Being born to consanguineous parents and having a brother with the same condition suggested an autosomal recessive inheritance. Because defects in DCAF17 (OMM312515) are responsible for causing the disease, the patient was tested for mutations of this gene, and her genetic testing revealed homozygous disease-causing single nucleotide deletion (C.436delC) of frameshift mutation (p.A147HfsX9) in exon 4 of the gene DCAF17 gene. This mutation has been previously reported in patients with Woodhouse Sakati syndromes [9-11].
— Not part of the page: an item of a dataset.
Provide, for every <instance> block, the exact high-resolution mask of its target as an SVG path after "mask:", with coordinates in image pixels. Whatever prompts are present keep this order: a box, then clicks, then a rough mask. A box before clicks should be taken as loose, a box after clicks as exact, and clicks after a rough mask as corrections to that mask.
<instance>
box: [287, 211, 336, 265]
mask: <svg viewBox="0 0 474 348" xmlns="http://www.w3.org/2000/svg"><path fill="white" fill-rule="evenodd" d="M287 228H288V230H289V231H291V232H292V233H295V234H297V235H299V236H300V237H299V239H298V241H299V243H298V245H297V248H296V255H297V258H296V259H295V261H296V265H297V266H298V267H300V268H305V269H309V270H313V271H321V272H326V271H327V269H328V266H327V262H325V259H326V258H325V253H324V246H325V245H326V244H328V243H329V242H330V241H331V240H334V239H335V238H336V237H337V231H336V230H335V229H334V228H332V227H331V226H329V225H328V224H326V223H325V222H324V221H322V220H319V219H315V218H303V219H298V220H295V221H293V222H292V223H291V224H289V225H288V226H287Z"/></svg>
In spite of being rare, Woodhouse syndrome should be considered in patients presenting with combinations of neuropsychological, endocrinal, and ectodermal manifestations, especially in the Middle East and Arab world. To date, only few dozens of families were reported to have the disease, especially in Saudi Arabia [5, 6, 11], Pakistan [12], Tunisia [9], Turkey [13], Croatia [14], India [15], and Italy [16]. The cases reported have various clinical, phenotypic, and genotypic patterns. Thus, it is of importance to report and study the clinical presentation of different cases with Woodhouse Sakati syndrome to have a better understanding of the disorder.


The authors would like to thank the patient, and her family for going through the trouble in the continuous ongoing testing and for letting us share this case with the medical community.

Conflict of Interest

All the authors have reported no conflict of interest.